UNASSIGNED: This award was funded by the National Institute for Health and Care Research (NIHR) Health Technology Assessment programme (NIHR award ref: NIHR131021) and is published in full in Health Technology Assessment; Vol. 28, No. 9. See the NIHR Funding and Awards website for further award information.

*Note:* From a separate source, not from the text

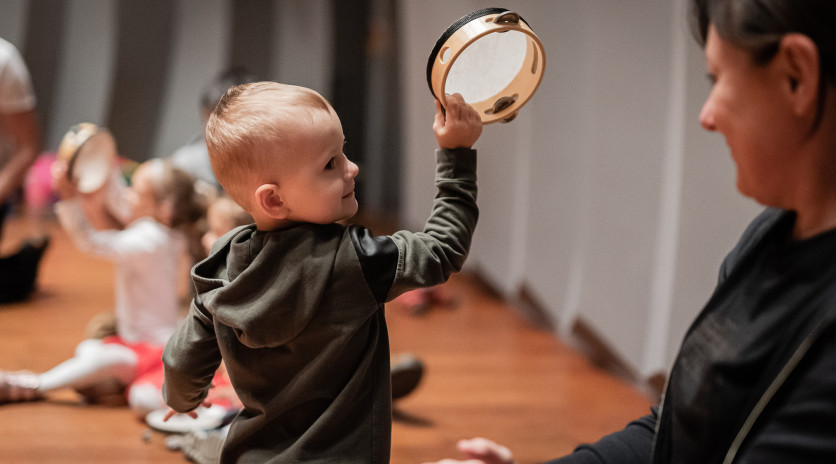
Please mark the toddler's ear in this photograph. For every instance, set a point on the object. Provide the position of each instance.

Women who are pregnant or who have given birth in the previous 6 weeks are at increased risk of developing blood clots that can cause serious illness or death. Small doses of blood thinners given by injection are safe in pregnancy and can reduce the risk of blood clots, but they can slightly increase the risk of bleeding. Healthcare professionals use risk assessment tools to decide if a woman is at high risk of blood clots and should be offered blood thinners. We wanted to find out what research would be useful to help them make better decisions. We reviewed previous research to establish which risk assessment tools are best at predicting who will have a blood clot. We then created a mathematical model to predict what would happen when using different risk assessment tools to decide who should be offered blood thinners, both during pregnancy and after giving birth. We found that there was a lot of uncertainty about which women should be offered blood thinners. This was mainly because there have only been a few small studies comparing blood thinners to no treatment in pregnant women or women who have recently given birth. We estimated the value of future studies comparing blood thinners to no treatment, in groups of women with different risk factors, by predicting what information we would gain and how this would be used to improve decisions about using blood thinners. To find out whether these studies would be acceptable and feasible, we held workshops with women who have experienced a blood clot or have been offered blood thinners and surveyed healthcare professionals. We found that a study in obese women who have recently given birth would have substantial value and may be more acceptable than a study in pregnant women with a previous blood clot.